Motivation for the INDELible project

Why are simulation programs useful?

Advances in technology have lead to the rapid accumulation of vast amounts of molecular sequence data which can be used to reconstruct evolutionary histories or investigate the forces and mechanisms behind the evolutionary process. A large variety of methods, and computer programs implementing these methods, aid in this goal by reconstructing sequence alignments and estimating evolutionary parameters, and phylogenetic relationships, from extant data.

Because true phylogenetic relationships between homologous molecular sequences are not known with certainty, except in a few rare cases, simulated data are used to check the accuracy and efficiency of phylogenetic reconstruction methods, ancestral sequence reconstruction methods, or methods of sequence alignment. It can also be used in parametric bootstrap approaches to assessing the adequacy of models or assumptions, or calculating confidence intervals for estimates of evolutionary parameters.

Many methods assume particular evolutionary models and data simulated under these models can be used to test the accuracy of phylogeny reconstruction or parameter estimation in ideal circumstances. Conversely, simulated data can be analysed under incorrect models to assess the robustness of such procedures to model misspecification.
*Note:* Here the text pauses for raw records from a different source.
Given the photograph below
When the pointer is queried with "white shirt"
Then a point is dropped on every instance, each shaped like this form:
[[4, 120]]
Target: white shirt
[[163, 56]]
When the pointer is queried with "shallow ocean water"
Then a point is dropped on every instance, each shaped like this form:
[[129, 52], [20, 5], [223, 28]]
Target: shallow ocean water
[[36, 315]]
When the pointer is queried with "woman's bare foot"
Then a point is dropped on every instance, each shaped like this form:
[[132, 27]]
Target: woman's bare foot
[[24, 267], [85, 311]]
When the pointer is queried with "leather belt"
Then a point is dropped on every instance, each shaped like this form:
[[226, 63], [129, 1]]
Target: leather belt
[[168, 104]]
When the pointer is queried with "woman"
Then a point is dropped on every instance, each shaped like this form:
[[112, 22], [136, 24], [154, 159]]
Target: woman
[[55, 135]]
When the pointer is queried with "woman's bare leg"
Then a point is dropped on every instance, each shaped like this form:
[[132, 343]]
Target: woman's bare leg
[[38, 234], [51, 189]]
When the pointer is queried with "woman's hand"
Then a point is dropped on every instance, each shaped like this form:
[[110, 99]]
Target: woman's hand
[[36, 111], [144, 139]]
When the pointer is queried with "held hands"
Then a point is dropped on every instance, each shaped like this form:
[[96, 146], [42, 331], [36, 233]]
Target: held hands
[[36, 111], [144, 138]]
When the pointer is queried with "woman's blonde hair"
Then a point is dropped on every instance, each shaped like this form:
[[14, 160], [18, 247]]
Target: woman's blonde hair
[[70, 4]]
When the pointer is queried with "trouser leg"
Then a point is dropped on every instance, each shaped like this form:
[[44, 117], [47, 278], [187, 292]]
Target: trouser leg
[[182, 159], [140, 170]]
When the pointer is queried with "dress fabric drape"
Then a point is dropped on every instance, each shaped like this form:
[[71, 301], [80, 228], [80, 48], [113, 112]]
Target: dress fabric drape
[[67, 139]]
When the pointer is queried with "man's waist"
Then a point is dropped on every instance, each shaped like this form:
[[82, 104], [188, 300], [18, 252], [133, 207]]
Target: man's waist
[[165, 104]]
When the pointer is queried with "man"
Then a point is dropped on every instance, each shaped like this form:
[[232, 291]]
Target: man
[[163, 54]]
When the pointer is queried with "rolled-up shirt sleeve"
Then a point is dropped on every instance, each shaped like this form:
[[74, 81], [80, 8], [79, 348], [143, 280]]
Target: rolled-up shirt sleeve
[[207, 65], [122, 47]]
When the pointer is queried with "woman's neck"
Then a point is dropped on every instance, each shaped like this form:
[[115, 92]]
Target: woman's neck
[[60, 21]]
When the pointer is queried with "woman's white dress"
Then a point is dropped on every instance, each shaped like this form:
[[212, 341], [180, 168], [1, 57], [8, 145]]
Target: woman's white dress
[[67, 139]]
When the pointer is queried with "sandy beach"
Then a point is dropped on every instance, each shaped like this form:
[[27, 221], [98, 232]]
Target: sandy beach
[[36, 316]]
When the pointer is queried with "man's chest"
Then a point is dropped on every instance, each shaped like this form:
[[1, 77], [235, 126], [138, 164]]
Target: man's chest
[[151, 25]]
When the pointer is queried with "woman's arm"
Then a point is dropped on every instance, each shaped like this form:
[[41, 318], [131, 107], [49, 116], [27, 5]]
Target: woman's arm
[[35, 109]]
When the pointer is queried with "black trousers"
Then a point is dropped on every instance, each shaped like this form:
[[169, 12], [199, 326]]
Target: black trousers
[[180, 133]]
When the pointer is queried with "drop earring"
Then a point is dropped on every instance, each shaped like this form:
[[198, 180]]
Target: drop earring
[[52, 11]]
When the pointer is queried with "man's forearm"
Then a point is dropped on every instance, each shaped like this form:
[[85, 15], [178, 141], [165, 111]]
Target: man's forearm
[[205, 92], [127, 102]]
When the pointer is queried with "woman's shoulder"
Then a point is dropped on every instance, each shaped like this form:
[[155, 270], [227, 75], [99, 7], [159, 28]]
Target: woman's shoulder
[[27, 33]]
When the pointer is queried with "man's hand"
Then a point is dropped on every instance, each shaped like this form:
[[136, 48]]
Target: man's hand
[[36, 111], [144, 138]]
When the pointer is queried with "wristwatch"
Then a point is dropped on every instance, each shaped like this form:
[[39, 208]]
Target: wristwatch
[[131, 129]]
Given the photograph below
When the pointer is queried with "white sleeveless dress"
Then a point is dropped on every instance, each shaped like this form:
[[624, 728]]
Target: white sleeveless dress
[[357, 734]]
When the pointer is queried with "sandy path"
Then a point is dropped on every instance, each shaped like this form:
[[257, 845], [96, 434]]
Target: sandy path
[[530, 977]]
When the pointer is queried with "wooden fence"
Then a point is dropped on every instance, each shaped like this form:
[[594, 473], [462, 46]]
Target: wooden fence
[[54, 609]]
Why are insertions and deletions (indels) important?

When simulated data does not include indels there is no need to align the sequences, which eliminates an important step that makes a significant contribution to topological errors in inferred phylogenies. In addition, molecular evolution is known to be the result of the combined processes of substitution, insertion and deletion, so any proper simulation of molecular evolution should incorporate all these phenomena.

Why is INDELible different?

Most existing computer programs for simulating molecular sequence evolution could be considered lacking in one respect or another. For example:

  • Some do not include indels at all or have unrealistic models of indel formation.
  • Others are inflexible and applicable in only very specific cases.
  • Most can only simulate with either nucleotide or amino-acid sequences but not both.
  • Only one program can simulate using codon models, but it does not include indels.
  • Only one program can simulate non-stationary non-homogenous processes, but it does not include amino-acid or codon models.

INDELible was designed to fill these gaps and combines these features previously only found separately in these disparate programs.